Risky Bulletin: Three Chinese APTs are behind the SharePoint zero-day attacks - Risky Bulletin

Summary5 min read

Risky Bulletin Summary: Three Chinese APTs Behind SharePoint Zero-Day Attacks

Podcast Information:

Title: Risky Bulletin
Host: Claire Aird
Author/Team: risky.biz
Description: Regular cybersecurity news updates from the Risky Business team.
Episode: Risky Bulletin: Three Chinese APTs are behind the SharePoint zero-day attacks
Release Date: July 22, 2025

Introduction

In this episode of Risky Bulletin, host Claire Aird delivers a comprehensive update on recent cybersecurity threats and developments. Covering a range of topics from zero-day vulnerabilities to legislative proposals, the bulletin provides insights into the evolving landscape of cyber threats and defenses.
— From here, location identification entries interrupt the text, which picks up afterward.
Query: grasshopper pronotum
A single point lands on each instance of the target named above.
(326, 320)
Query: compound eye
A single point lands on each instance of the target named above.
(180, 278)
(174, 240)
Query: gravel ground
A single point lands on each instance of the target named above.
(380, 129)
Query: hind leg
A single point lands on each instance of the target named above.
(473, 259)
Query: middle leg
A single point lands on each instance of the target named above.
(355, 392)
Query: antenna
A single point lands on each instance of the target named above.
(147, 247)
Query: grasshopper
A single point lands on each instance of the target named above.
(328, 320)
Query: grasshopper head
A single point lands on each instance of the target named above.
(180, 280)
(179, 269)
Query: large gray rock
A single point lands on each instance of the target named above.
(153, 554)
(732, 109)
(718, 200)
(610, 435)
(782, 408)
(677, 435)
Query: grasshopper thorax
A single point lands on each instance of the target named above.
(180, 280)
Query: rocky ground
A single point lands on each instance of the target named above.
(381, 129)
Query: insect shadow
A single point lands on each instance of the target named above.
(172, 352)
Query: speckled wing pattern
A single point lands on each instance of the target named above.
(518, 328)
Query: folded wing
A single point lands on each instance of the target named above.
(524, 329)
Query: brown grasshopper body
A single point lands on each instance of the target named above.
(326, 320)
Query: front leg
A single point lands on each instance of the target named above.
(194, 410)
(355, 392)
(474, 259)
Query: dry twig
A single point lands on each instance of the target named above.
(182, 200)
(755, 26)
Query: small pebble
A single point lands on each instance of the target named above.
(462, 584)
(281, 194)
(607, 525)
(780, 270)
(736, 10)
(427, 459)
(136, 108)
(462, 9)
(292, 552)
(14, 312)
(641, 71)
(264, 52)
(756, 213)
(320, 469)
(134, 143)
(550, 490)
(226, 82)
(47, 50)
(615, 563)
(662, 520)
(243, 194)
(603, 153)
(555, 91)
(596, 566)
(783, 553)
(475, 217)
Chinese APTs Exploiting SharePoint Zero-Day

At the outset, Claire highlights a significant threat involving three Chinese Advanced Persistent Threat (APT) groups exploiting a recently disclosed zero-day vulnerability in Microsoft SharePoint.

“At least three Chinese linked APT groups are exploiting a recently disclosed zero day in Microsoft SharePoint,” Claire Aird states. [00:04]
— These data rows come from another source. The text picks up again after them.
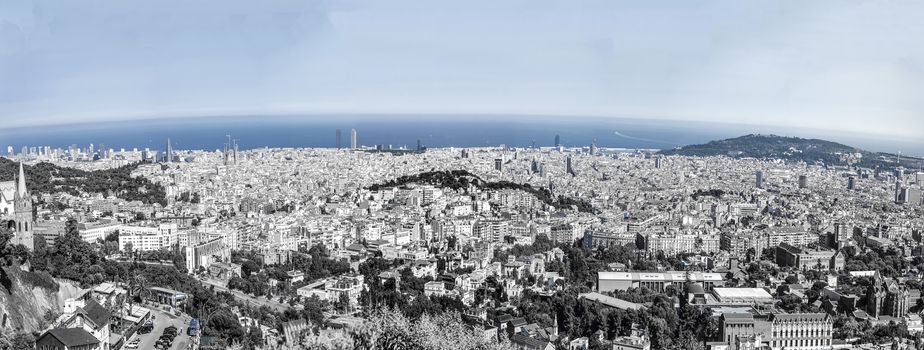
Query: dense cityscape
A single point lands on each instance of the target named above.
(381, 247)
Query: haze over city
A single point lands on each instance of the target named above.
(852, 66)
(474, 175)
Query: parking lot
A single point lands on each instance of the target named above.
(162, 320)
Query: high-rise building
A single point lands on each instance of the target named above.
(899, 193)
(353, 138)
(168, 154)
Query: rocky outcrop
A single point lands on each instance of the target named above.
(26, 297)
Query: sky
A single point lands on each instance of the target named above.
(846, 65)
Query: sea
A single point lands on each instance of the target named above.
(397, 131)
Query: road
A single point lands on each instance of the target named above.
(241, 296)
(161, 321)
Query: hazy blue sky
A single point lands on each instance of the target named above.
(855, 66)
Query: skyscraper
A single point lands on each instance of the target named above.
(168, 156)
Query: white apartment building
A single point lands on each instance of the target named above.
(148, 238)
(92, 232)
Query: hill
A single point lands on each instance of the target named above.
(50, 178)
(796, 149)
(461, 179)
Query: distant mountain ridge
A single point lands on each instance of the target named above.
(797, 149)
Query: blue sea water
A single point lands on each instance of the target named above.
(405, 130)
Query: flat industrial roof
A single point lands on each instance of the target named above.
(743, 293)
(672, 276)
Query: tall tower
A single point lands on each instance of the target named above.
(22, 214)
(353, 138)
(168, 155)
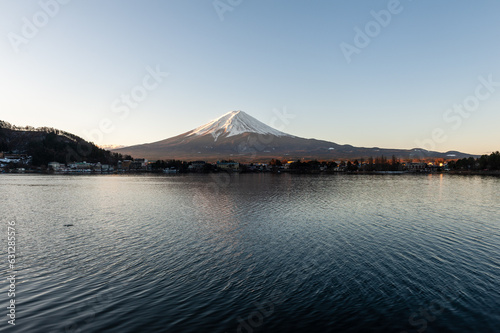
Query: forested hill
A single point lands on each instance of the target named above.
(46, 144)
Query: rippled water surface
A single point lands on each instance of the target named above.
(253, 253)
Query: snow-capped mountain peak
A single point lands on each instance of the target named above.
(235, 123)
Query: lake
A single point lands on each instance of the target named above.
(252, 253)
These groups have been deploying web shells to infiltrate systems, resulting in the breach of hundreds of systems over a weekend until Microsoft released a patch on Monday. Notably, according to the Washington Post, some compromised services belong to U.S. federal and state agencies, underscoring the severity of the threat.

Exploitation of Patched Cisco Vulnerabilities

Claire continues by addressing the ongoing exploitation of vulnerabilities in Cisco’s Identity Services Engine (ISE) network access control system.
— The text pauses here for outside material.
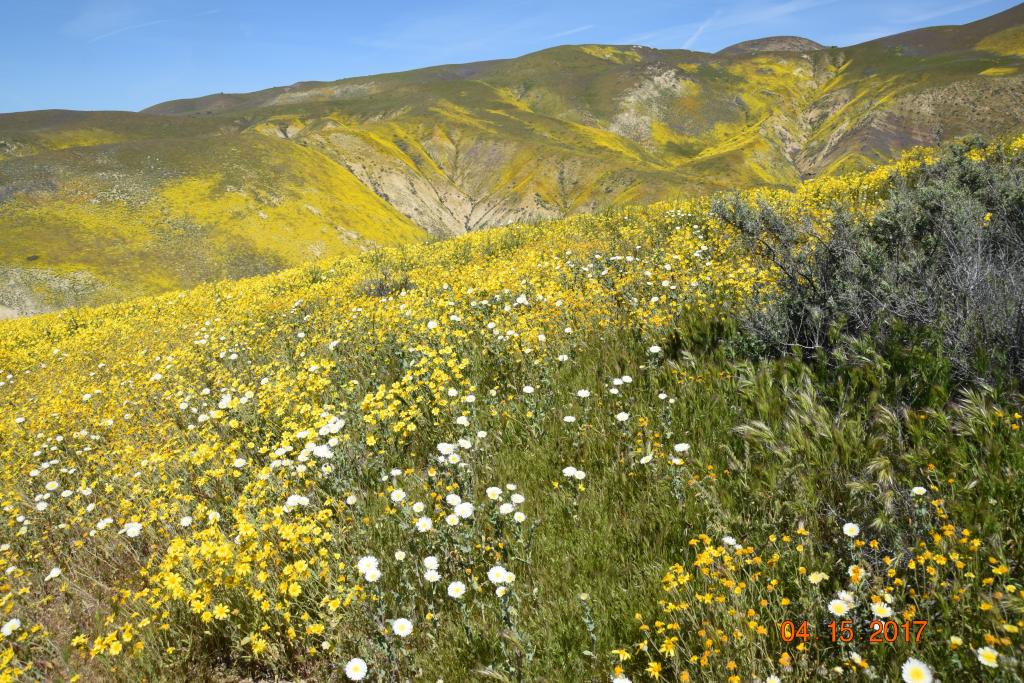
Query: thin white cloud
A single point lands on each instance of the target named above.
(145, 25)
(570, 32)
“Threat actors are exploiting recently patched vulnerabilities to take over Cisco devices,” she explains. [00:04]

Despite Cisco issuing patches in late June, attackers have found ways to bypass authentication and execute malicious commands with root privileges, highlighting the persistent challenges in securing network infrastructure.

UK’s Proposed Ban on Ransom Payments

Transitioning to legislative measures, Claire discusses the UK's proposed law aimed at curbing ransomware activities.

“A proposed UK law seeks to ban public sector bodies and critical infrastructure operators from paying ransomware gangs,” Claire informs listeners. [00:04]

Under this proposal, private businesses would also need government approval before making ransom payments, and all organizations would be required to report ransomware incidents. The initiative aims to aid law enforcement in tracking and disrupting cybercriminals, thereby reducing the financial incentives for such attacks.

Russia’s Takedown of Malware Operation

Shifting focus to Russia, Claire reports on the removal of over 100 domains by Russia's National Domain Registrar, targeting a malware operation known as Naiash team malware as a service.

“The group has offered custom made malware and hosting to Russian speaking cybercriminals since 2022,” she notes. [00:04]

The crackdown was initiated after the service was used to target Russian citizens, marking a significant step in combating domestic cyber threats.

South Korean Charges Over Celebrity Data Sales

In South Korea, legal actions have been taken against airline employees accused of selling sensitive flight passenger data.

“Three suspects have been charged in South Korea for allegedly selling the data of local celebrities,” Claire reports. [00:04]

These employees facilitated fans in booking the same flights as famous K-pop bands like BTS, culminating in arrests earlier this year and ongoing investigations.

Dell Technologies Breach and Extortion Attempt

A notable breach at Dell Technologies is also covered, where hackers attempted to extort the company by compromising a product demonstration platform.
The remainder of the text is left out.